We've put a lot of effort into minimizing the chances of our models generating content that is harmful to children. For example, when a user attempts to upload child sexual assault material to our image tool, we block and report it to the National Center for Missing and Exploited Children.
In addition to our default security guardrails, we work with developers, such as the non-profit Khan Academy, to tailor security mitigations for their use cases. Khan Academy has developed an AI-powered assistant that acts as both a virtual tutor for students and a classroom assistant for teachers. We're also working on features that allow developers to set stricter standards to better support developers and users who need such features.
Our large language models are trained on an extensive corpus of text, including publicly available content, licensed content, and content generated by human reviewers. We don't use data to sell our services, advertise or build profiles of people, we use data to make our models more helpful to people. ChatGPT, for example, improves by further training the conversations users have with it.

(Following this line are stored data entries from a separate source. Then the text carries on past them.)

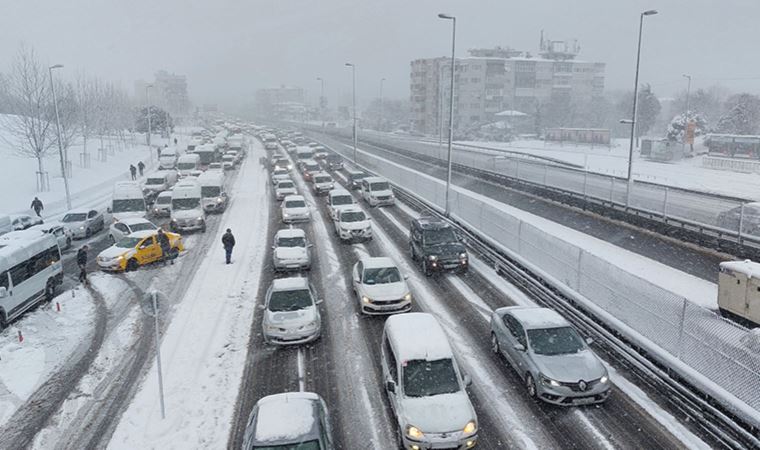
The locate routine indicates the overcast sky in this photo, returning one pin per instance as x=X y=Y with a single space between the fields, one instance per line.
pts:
x=228 y=48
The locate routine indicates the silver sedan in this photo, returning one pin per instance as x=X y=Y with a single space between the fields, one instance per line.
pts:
x=554 y=362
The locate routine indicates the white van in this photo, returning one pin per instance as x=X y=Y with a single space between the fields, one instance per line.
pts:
x=423 y=380
x=213 y=194
x=188 y=163
x=168 y=158
x=187 y=211
x=30 y=272
x=377 y=191
x=159 y=181
x=128 y=200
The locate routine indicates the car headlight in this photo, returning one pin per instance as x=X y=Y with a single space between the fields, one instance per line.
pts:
x=470 y=428
x=549 y=381
x=414 y=432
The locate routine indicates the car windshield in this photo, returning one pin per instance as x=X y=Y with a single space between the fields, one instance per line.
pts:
x=142 y=226
x=555 y=341
x=75 y=217
x=427 y=378
x=306 y=445
x=342 y=200
x=290 y=300
x=352 y=216
x=128 y=242
x=128 y=205
x=291 y=242
x=295 y=204
x=185 y=203
x=436 y=237
x=381 y=275
x=211 y=191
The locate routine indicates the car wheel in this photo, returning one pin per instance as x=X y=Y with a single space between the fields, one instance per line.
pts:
x=530 y=385
x=495 y=344
x=132 y=265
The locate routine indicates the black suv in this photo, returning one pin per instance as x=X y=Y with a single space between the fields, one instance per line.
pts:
x=436 y=246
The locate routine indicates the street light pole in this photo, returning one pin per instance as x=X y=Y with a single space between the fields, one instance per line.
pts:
x=635 y=108
x=451 y=105
x=686 y=116
x=322 y=100
x=64 y=172
x=380 y=120
x=147 y=100
x=353 y=101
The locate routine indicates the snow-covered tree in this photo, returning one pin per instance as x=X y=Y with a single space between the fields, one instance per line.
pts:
x=742 y=115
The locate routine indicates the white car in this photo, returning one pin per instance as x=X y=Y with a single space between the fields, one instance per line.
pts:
x=84 y=223
x=351 y=223
x=280 y=174
x=323 y=183
x=379 y=286
x=292 y=251
x=295 y=209
x=119 y=230
x=285 y=188
x=291 y=315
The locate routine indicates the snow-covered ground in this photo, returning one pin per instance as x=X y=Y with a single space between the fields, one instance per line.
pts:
x=50 y=338
x=613 y=160
x=204 y=349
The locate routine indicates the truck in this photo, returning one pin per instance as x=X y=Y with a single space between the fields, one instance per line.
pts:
x=187 y=211
x=739 y=291
x=128 y=201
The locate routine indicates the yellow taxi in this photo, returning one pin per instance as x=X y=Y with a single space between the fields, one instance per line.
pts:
x=137 y=249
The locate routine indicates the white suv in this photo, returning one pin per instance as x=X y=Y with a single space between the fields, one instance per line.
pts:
x=351 y=223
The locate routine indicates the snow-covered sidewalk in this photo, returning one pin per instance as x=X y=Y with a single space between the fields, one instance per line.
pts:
x=204 y=348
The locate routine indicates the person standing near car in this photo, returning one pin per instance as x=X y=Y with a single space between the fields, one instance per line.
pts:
x=163 y=242
x=37 y=206
x=82 y=263
x=228 y=241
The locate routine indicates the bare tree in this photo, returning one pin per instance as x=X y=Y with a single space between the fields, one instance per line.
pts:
x=30 y=129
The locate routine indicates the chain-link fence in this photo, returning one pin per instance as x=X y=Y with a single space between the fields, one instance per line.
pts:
x=718 y=349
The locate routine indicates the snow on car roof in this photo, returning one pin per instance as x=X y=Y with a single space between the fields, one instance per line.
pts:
x=417 y=336
x=749 y=268
x=129 y=221
x=377 y=261
x=532 y=317
x=291 y=232
x=287 y=284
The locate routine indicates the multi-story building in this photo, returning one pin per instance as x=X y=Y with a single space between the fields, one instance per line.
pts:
x=493 y=80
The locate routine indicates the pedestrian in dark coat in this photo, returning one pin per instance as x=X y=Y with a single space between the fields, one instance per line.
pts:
x=82 y=263
x=37 y=206
x=163 y=242
x=228 y=241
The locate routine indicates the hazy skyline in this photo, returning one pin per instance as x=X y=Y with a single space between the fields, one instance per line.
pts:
x=228 y=49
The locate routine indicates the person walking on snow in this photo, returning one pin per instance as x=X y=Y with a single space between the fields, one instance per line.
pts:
x=228 y=241
x=82 y=263
x=37 y=206
x=163 y=242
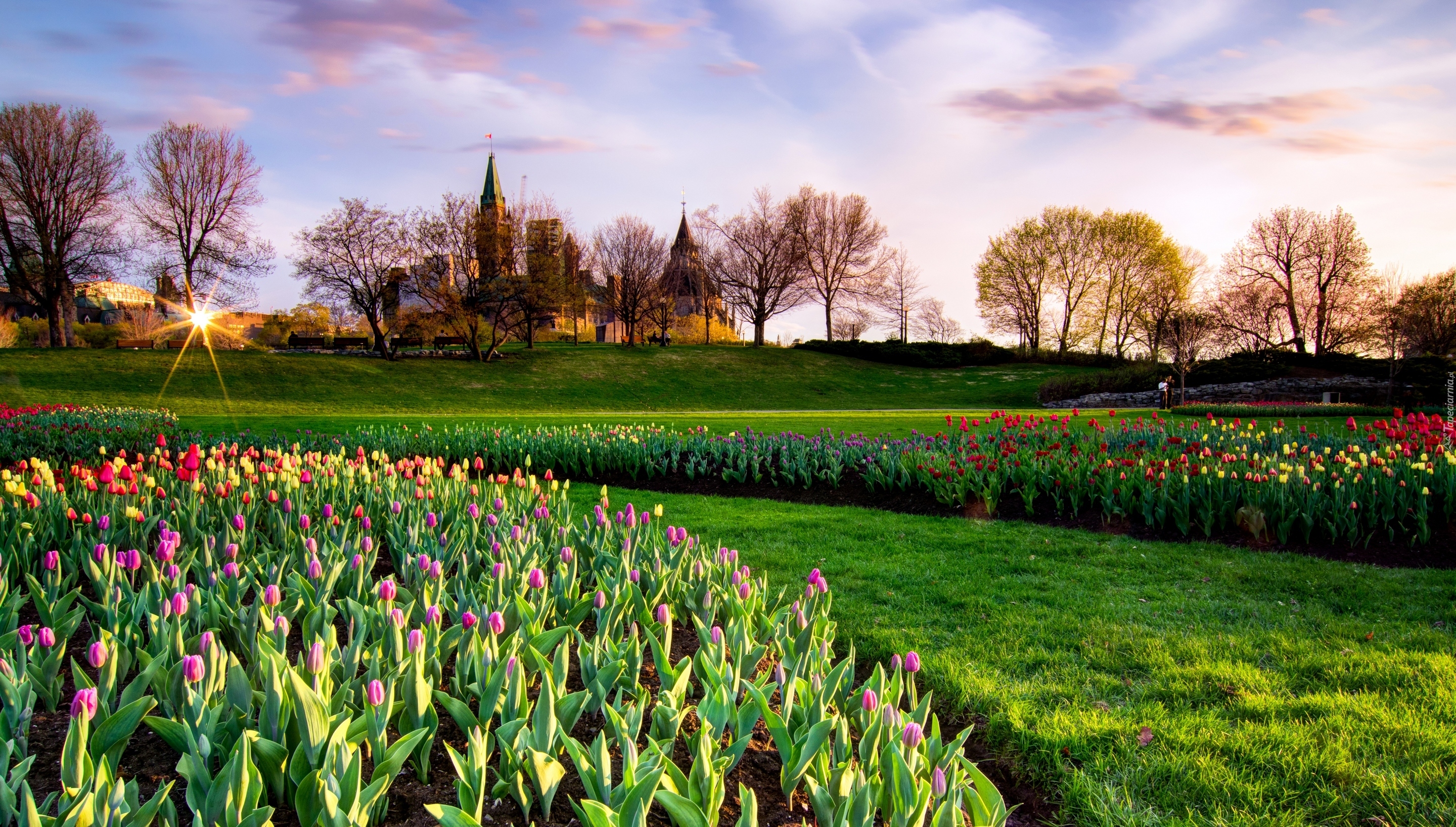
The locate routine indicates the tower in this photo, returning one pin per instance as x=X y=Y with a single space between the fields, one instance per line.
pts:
x=492 y=234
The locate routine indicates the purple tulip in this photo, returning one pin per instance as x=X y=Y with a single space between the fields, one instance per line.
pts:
x=315 y=660
x=191 y=669
x=85 y=704
x=912 y=736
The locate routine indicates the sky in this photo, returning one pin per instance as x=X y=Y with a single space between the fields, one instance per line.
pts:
x=954 y=118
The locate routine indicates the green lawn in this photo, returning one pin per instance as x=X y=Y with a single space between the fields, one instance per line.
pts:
x=289 y=390
x=1266 y=701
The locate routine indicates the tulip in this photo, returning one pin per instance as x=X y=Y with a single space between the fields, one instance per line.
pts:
x=315 y=660
x=193 y=669
x=83 y=705
x=912 y=736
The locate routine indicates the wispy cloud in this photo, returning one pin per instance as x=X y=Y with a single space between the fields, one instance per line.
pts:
x=733 y=69
x=335 y=35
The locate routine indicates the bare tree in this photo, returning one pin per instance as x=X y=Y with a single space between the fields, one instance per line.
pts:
x=756 y=259
x=900 y=294
x=934 y=325
x=60 y=183
x=1189 y=332
x=357 y=254
x=199 y=187
x=841 y=242
x=1427 y=314
x=631 y=257
x=446 y=276
x=1013 y=281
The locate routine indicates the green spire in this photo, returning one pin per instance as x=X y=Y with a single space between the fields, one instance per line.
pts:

While part of our training data includes personal information available on the public internet, we want our models to learn knowledge of the world, not private individuals. Therefore, we work hard to remove personal information from feasible training datasets, fine-tune our models to reject requests for personal information of private individuals, and respond to requests from individuals to have their personal information removed from our systems. These measures will minimize the likelihood that our model will generate responses that contain personal information about private individuals.
Improve factual accuracy
Today's large language models predict the next sequence of words based on previously seen patterns, including textual input provided by the user. In some cases, the next most likely word may not be true and accurate.
Improving factual accuracy is an important focus for OpenAI and many other AI developers, and we are making progress. By leveraging user feedback on ChatGPT output flagged as erroneous as the primary data source - we have improved the factual accuracy of GPT-4. GPT-4 is 40% more likely to produce accurate content than GPT-3.5.
We strive to be as transparent as possible when users sign up to use the tool, informing ChatGPT that it may not always be accurate. However, we recognize that much work remains to be done to further reduce the potential for delusions and to educate the public about the current limitations of these AI tools.
Ongoing Research and Engagement
We believe that the practical way to address AI safety is to devote more time and resources to researching effective mitigation and alignment techniques and testing them against abuse in the real world.
Importantly, we also believe that improvements in AI safety and capabilities should occur in parallel. Our best security work to date has come from working with our most capable models, as they are better at following the user's instructions and are more likely to be guided or "guided".
We will be increasingly cautious in creating and deploying more capable models, and will continue to strengthen safety precautions as our AI systems evolve.
Although we waited more than 6 months to deploy GPT-4 to better understand its capabilities, benefits, and risks, it may sometimes take longer than that to improve the safety of AI systems. Therefore, policymakers and AI providers need to ensure that the development and deployment of AI is effectively managed globally so that no one cuts corners to get ahead. This is a daunting challenge that requires both technological and institutional innovation, but we are more than willing to contribute to it.
Addressing safety concerns will also require extensive debate, experimentation, and engagement, including regarding the boundaries of AI system behavior. We have and will continue to foster collaboration and open dialogue among stakeholders to create a safe AI ecosystem.